Medically reviewed by Cecilia Larocca, MD
New bumps or lumps on the skin can be concerning, especially if you aren’t sure whether it is a cancerous growth or a benign cyst. While it is often possible to distinguish between the two by touch and appearance, in some cases additional tests may be needed to determine which it is, says Cecilia Larocca, MD, a dermatologist and skin cancer specialist at Dana-Farber.
Cysts are sacs or pouches that can be filled with fluid, gas, or semi-solid substances. In soft tissue they are usually filled with semi-solid substances like dead skin material. No one knows what causes them. Although cysts can occur anywhere in the body, most cysts of the skin appear as rounded, raised areas, often with a pore-like opening at the top known as a punctum. They are usually moveable and feel rubbery to the hand. Cysts may occasionally drain thick, curd-like material but should not be lanced or drained at home as this may lead to inflammation or infection, and the cysts often regrow. Cysts can only be removed surgically.
A skin tumor tends to be firmer to the touch than a cyst, Larocca says, and doesn’t move if pressed, although these differences must be assessed by a trained physician.

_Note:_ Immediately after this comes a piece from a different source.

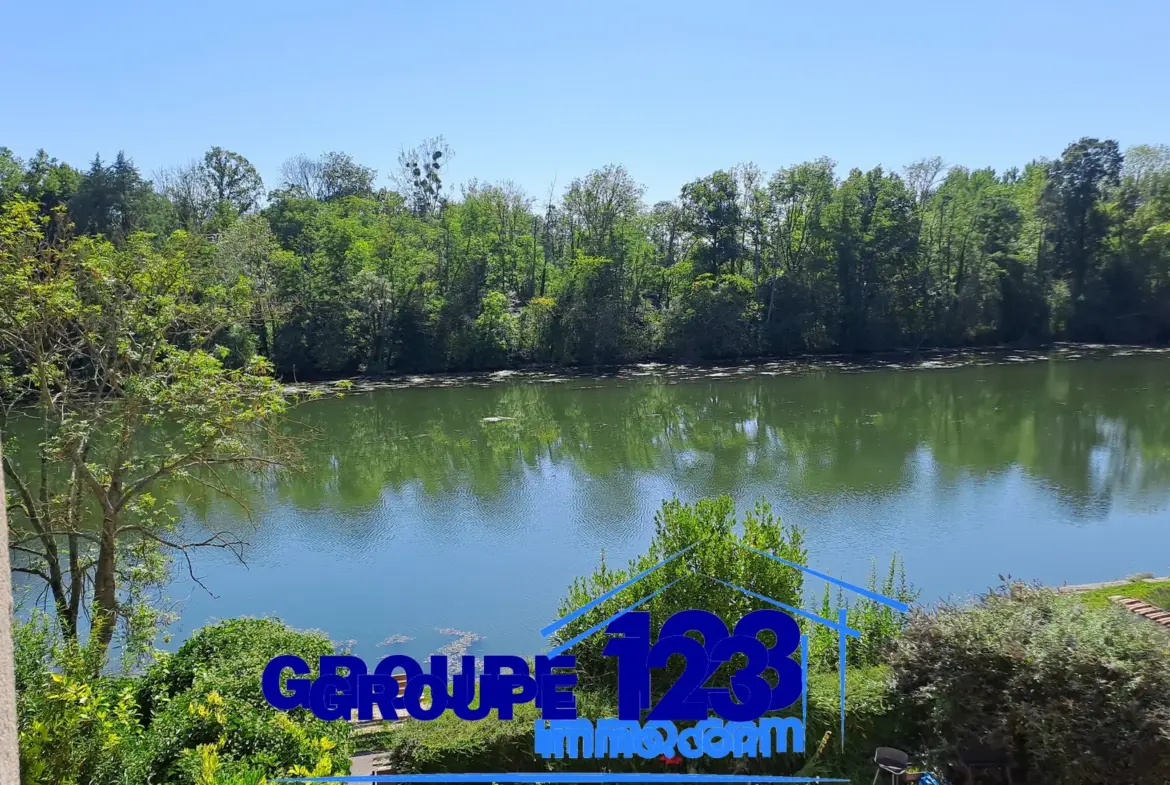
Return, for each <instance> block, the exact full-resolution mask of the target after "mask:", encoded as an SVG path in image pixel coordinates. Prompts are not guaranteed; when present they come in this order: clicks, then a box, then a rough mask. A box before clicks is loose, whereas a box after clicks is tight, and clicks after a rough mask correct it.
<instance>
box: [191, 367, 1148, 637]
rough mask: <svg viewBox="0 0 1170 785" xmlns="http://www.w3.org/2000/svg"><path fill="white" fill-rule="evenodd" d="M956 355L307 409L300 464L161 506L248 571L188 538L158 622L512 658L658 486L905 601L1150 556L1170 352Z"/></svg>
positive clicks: (528, 382) (635, 554)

In determining whether a skin lump is a cyst or a possible tumor, doctors may ask the patient how long the lump has been there and whether it has grown, changed color, or is painful. Lumps that don’t have the classic features of a skin cyst may be removed for testing by a pathologist to see if they are composed of cancerous or other abnormal cells. There are also numerous other benign growths that can occur under the skin aside from cysts.